На прощанье мы сыграли с ним последнюю партию, при этом я умудрился свести ее к ничьей, но это, надо думать, оттого, что Франц Карлович решил сделать мне приятное перед отъездом. Я подарил ему настоящий немецкий кинжал, правда, без ножен, а он мне перочинный ножик и фонарик-жужжалку.

Теперь не будет ни шахмат, ни нашего дома, ни Меловой балки, ни степи с немецким танком, ни развалин, ни друзей, – ничего ровным счетом! А будет неизвестно что и неизвестно где.

Наконец подошел поезд. Оказалось, что наш вагон совсем в другой стороне, мы бегали и таскали к нему вещи, кто-то помогал, все это сваливали в тамбуре, проводница ругалась, папа «заткнул ей рот» коробкой сухого молока, потом мы долго перетаскивались на свои места, задевая чьи-то ноги и руки. А поезд уже катил дальше и страшно гудел в черную дождливую ночь: У-ууу! – чтобы все разбегались по сторонам и не попались под его колеса.

Новороссийск встретил нас дождем. Казалось, что во всем мире не осталось ни одного сухого места. А совсем рядом бились о стены сердитые серые волны, бились в затонувшие в бухте корабли, на разные голоса выла Бора в развалинах домов, в уродливых нагромождениях цементного завода, в искореженных вагонах и паровозах, сплошь покрытых рваными ранами.

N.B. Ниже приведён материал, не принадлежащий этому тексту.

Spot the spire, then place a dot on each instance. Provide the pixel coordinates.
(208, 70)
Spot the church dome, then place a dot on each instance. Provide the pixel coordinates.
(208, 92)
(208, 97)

В Новороссийске мы прожили совсем недолго: папе с мамой не понравился этот разрушенный до основания город, эти мрачные холмы, нависающие над ним, гора, исполосованная дорогами, которую грузовики растаскивали на цемент, и стремительно летящие над головой тучи. Здесь негде было жить и даже квартиру найти оказалось не так-то легко. Еду мама варила на костре во дворе приютившей нас хибары, дрова надо было собирать на окрестных холмах, поросших дубняком, где на каждом шагу можно подорваться на мине. А когда поднимаешься на вершину какого-нибудь холма, то видишь море и большую открытую бухту, по которой ползают маленькие кораблики. Время от времени позади этих корабликов вздымается огромный столб воды, и над холмами раскатывается тяжкий вздох взрыва морской мины. Иногда ухало и среди холмов: это матросы-саперы подрывали немецкие мины.